Pour certains acteurs de l'écosystème, les MDBC pourait introduire certaines fonctions comme celles de suivre les transactions des utilisateurs de bout en bout, de bloquer ou geler les comptes ou encore de relever directement ce qu'ils veulent sur une adresse. "Ce ne sont que des "rumeurs" car c'est à un stade embryonnaire. Mais quel serait l'intérêt de déployer des crypto 100% décentralisées pour l'Etat s'il ne peut pas les contrôler derrière?", s'interroge Sébastien Leguell.

Un bitcoin anonyme?

Face à ce paradoxe induit par la blockchain, l’écosystème crypto réfléchit depuis de nombreuses années à faire en sorte de rendre les transactions plus anonymes. Par exemple, certains bitcoiners appellent à renforcer l'anonymat sur la blockchain Bitcoin. Par exemple, un débat existe sur la question de savoir si le Lightning Network (LN) rend le bitcoin plus "anonyme". Ce sytème, dont le "white paper" (livre blanc) date de 2015, veut permettre d'utiliser le bitcoin comme moyen de paiement, pour des transactions de faible montant, et avec des frais réduits.

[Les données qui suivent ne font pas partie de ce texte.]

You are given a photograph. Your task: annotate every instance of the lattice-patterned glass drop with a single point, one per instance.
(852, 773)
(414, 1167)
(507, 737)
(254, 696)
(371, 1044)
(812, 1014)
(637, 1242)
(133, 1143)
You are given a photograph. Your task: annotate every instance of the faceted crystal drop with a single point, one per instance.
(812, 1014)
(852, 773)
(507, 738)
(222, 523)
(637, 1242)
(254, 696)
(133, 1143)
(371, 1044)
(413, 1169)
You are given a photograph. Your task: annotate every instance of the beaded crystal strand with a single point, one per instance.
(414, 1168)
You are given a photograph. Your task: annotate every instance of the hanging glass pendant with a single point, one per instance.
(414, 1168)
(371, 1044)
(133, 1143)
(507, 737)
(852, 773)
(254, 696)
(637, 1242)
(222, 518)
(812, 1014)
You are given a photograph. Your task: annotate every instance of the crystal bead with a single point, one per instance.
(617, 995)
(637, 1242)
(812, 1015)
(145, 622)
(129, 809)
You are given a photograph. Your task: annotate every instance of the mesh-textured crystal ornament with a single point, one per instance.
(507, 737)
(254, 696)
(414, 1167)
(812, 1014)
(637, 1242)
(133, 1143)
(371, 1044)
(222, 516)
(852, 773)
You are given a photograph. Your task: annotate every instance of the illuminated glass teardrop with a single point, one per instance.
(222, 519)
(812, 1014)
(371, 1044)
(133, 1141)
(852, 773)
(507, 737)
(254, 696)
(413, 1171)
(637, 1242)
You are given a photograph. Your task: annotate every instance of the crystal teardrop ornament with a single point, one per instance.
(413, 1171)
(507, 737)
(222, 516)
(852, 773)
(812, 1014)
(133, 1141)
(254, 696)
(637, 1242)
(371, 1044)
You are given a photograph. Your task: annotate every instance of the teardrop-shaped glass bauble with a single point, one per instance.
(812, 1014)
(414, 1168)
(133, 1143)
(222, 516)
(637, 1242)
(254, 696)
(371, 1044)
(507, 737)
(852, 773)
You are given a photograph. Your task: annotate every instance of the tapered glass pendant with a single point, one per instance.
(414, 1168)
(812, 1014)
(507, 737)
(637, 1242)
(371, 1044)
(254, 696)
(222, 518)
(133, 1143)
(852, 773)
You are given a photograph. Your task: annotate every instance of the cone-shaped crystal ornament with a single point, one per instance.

Certains acteurs considèrent que cette solution permettrait de rendre plus anonymes les transactions impliquant l'utilisation du bitcoin, puisque les transactions se font hors de la blockchain. A l'inverse, d'autres précisent que si ce système rajoute de la complexité aux transactions avec le bitcoin, les transactions restent traçables.

Parmi les autres systèmes utilisés par l'écosystème crypto pour protéger la vie privée, il existe aussi des cryptomonnaies dites "anonymes" comme Monero ou encore Z-cash. Globalement, ces dernières posent davantages de difficultés pour remonter à la source des transactions.